И опять везут меня на восток. Сначала в Москву, потом в Воронеж, а там обещают до самого Иркутска с пересадками, поэтапно.

Говорят, в Новосибирске самый крупный вокзал в стране. Верю. Хожу по огромным залам целые сутки в ожидании своего эшелона. Нога в простреле покалывает, и спать охота убийственно. А прилечь негде. Даже ступеньки лестниц покрыты полушубками и шинелями. Кое-как, словно по болотным кочкам, ступаю между спящими и вдруг вижу на дверях вывеску; «Зал для раненых».

«Теперь вроде бы и здоровый, а куда деться, зайду», — и открыл дверь.

Заложив руки за спину, посреди зала ходит статный, подтянутый сапер — лейтенант с красной повязкой. Его широкие плечи распирают габардиновую гимнастерку, пилотка держится, как говорится, на честном слове — не вмещая густой каштановый чуб.

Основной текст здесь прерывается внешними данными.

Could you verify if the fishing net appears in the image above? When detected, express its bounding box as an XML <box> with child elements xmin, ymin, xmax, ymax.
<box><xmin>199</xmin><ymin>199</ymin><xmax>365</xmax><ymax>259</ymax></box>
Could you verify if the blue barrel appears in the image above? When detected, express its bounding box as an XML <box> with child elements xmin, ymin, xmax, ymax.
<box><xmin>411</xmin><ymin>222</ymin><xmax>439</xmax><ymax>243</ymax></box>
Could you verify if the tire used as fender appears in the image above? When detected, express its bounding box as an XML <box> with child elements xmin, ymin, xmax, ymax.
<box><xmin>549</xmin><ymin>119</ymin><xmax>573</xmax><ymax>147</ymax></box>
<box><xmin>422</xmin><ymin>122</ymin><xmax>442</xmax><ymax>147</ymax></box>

Сильно прихрамывая, я подошел к нему, вскинул к виску руку.

— Товарищ дежурный, ноги не держат, где бы поспать хоть пару часов? Пробовал на перроне… Дождик пошел, да и холодина собачий…

— Придумаем чего-нибудь, лейтенант, — посочувствовал мне дежурный. Он внимательно рассмотрел на моей груди полоски: золотую за тяжелую рану, пониже красную — за легкую.

Вдоль стен огромного зала, тесно прижавшись друг к другу, лежали военные. Лиц их не было видно, воротниками, пилотками и фуражками они укрыли их от ярко светящей люстры.

— Видишь, как плотно лежат! — пояснил дежурный. — Будто бревна на гати, хоть проезжай на телеге. А надо бы еще потеснить малость. — И вдруг широко улыбнулся.

У окна возле спящих пролегал промежуток шириной в мои плечи.

— Нам повезло, летчик, располагайся, ложись.

— Спасибо.

Я привычно бросил вещмешок вместо подушки, на одну полу шинели прилег, второй накрылся. Сон скосил мгновенно.

Проснулся я утром уже, в полумраке, то ли от знобящего холодка, то ли от прикосновения чьей-то руки. Она обняла меня за шею. Не меняя позу, я с остервенением отбросил горячую руку. «Ишь ты, разнежился…» — раздраженно подумал я. И тут же снова уснул.